1. Identify the resource that was partially created (check AWS Console)
2. Remove it from Terraform state: `terraform state rm <resource_address>`
3. Import the existing resource: `terraform import <resource_address> <resource_id>`
4. Continue with `terraform apply`

<Tip>
To find the correct resource address, use `terraform state list` to see all resources in your state file.

</Tip>

<Note>
This approach works for any Terraform resource that exists in AWS but Terraform has lost track of due to credential expiration.

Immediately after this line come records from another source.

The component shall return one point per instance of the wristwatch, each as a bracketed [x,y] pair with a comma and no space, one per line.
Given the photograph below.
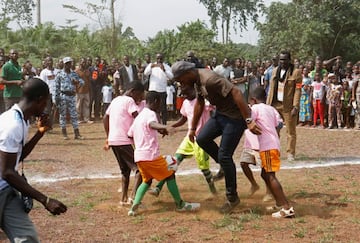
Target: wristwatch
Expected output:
[248,120]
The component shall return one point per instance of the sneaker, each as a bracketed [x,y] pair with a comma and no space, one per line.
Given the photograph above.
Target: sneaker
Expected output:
[212,187]
[283,213]
[229,206]
[79,137]
[219,175]
[268,198]
[154,191]
[189,207]
[132,211]
[290,158]
[253,189]
[273,208]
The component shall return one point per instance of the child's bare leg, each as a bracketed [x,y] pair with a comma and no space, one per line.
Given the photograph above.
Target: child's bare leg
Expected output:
[248,173]
[140,193]
[125,180]
[276,188]
[137,182]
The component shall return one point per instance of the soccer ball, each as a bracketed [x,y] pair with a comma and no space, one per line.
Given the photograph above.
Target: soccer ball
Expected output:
[171,161]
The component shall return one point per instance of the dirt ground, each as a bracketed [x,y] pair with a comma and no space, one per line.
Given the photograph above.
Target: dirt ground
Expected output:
[86,178]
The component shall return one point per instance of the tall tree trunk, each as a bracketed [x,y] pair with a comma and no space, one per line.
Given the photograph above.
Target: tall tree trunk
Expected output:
[113,25]
[38,12]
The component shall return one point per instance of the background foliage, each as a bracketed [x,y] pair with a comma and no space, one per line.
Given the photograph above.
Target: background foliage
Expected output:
[305,27]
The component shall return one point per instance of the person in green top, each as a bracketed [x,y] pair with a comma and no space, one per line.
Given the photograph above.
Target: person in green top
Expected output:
[12,78]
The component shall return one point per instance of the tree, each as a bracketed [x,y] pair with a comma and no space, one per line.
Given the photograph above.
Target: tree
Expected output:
[309,28]
[19,11]
[236,11]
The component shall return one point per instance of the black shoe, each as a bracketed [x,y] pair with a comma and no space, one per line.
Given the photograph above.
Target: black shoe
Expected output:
[219,175]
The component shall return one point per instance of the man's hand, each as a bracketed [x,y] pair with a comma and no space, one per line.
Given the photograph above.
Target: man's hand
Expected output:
[294,111]
[253,127]
[43,123]
[54,206]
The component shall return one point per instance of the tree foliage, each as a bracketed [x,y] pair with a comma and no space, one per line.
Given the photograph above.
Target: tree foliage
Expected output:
[19,11]
[312,27]
[227,12]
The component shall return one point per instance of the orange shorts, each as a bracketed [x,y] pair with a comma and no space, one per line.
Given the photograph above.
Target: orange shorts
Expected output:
[155,169]
[270,160]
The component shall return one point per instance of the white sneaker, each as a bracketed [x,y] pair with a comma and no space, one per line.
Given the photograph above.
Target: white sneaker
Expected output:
[283,213]
[189,207]
[291,158]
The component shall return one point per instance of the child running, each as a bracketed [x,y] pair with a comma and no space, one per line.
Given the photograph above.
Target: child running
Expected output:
[147,155]
[187,148]
[117,120]
[250,155]
[268,119]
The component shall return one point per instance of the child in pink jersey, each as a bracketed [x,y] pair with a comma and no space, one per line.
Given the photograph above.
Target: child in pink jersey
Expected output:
[147,154]
[117,120]
[268,119]
[250,155]
[187,148]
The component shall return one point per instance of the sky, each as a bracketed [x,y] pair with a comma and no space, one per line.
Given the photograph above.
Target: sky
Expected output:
[146,17]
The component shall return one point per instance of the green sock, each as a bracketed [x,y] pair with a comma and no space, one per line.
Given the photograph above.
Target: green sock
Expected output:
[160,185]
[179,158]
[174,190]
[140,192]
[208,175]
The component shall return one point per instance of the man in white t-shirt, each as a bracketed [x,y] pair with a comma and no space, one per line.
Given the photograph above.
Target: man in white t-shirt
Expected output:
[15,222]
[48,76]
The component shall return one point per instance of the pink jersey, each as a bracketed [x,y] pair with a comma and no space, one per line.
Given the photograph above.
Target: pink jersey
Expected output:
[187,110]
[267,118]
[251,140]
[145,138]
[318,90]
[120,113]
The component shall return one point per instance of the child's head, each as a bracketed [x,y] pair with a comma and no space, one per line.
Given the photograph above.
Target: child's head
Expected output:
[317,77]
[188,91]
[153,100]
[332,78]
[136,91]
[258,96]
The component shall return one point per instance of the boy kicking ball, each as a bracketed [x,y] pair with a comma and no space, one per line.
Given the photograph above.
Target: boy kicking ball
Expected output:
[268,119]
[147,155]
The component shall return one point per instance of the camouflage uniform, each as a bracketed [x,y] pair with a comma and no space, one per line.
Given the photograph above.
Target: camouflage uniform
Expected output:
[65,97]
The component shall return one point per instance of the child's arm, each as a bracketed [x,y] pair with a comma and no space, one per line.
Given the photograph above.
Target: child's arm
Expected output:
[180,122]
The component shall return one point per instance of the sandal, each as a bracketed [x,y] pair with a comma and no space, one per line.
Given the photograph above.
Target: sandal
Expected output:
[284,213]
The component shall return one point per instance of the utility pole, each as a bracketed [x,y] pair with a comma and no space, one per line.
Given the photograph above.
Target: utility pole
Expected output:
[38,12]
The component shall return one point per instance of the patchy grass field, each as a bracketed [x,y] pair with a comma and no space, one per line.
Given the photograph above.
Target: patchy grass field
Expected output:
[326,199]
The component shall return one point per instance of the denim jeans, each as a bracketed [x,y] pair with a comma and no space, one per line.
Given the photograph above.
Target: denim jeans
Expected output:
[230,131]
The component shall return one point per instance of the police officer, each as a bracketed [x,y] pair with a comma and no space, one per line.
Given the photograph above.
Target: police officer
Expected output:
[65,90]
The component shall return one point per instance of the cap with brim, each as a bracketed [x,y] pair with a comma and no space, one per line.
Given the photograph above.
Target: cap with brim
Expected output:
[67,59]
[181,67]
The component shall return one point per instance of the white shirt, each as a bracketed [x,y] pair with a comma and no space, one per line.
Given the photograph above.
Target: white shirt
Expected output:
[158,78]
[48,76]
[13,135]
[107,93]
[130,72]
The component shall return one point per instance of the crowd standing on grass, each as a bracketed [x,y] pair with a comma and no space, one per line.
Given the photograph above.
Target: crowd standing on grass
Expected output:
[315,93]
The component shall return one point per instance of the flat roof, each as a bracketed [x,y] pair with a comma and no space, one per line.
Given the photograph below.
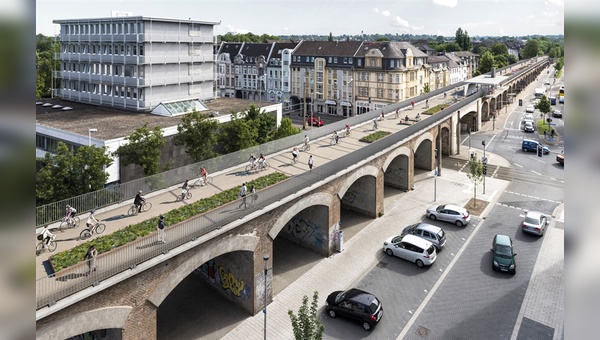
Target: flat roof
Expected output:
[115,123]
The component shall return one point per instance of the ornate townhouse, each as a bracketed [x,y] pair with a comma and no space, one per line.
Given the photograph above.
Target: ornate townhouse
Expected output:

Investigate this process whenever you encounter "Resource already exists" errors after a failed deployment.

</Note>

### CSI Driver or CloudWatch Add-on Installation Timeouts

**Symptoms:** Terraform times out when deploying CSI drivers (SMB CSI Driver) or CloudWatch Observability add-on, or add-on installation appears to hang

**Common Causes:**

- AWS credential expiration during long-running deployments
- Network connectivity issues between EKS and AWS services
- IAM permissions issues preventing add-on installation
- Resource limits or quota exhaustions in your AWS account

**Resolution Steps:**

1. **Retry the deployment**

   AWS credential expiration is the most common cause. See [Resuming Installation After AWS Credential Expiration] for recovery steps.

2. **If the issue persists, consult AWS documentation**

   AWS provides detailed troubleshooting guides for add-on installations:

   - **CloudWatch Observability Add-on**: [Troubleshooting CloudWatch Observability EKS Add-on](https://docs.aws.amazon.com/AmazonCloudWatch/latest/monitoring/install-CloudWatch-Observability-EKS-addon.html#Container-Insights-setup-EKS-addon-troubleshoot)
   - **CSI Driver Issues**: [Amazon EKS CSI Driver Troubleshooting](https://docs.aws.amazon.com/eks/latest/userguide/troubleshooting.html)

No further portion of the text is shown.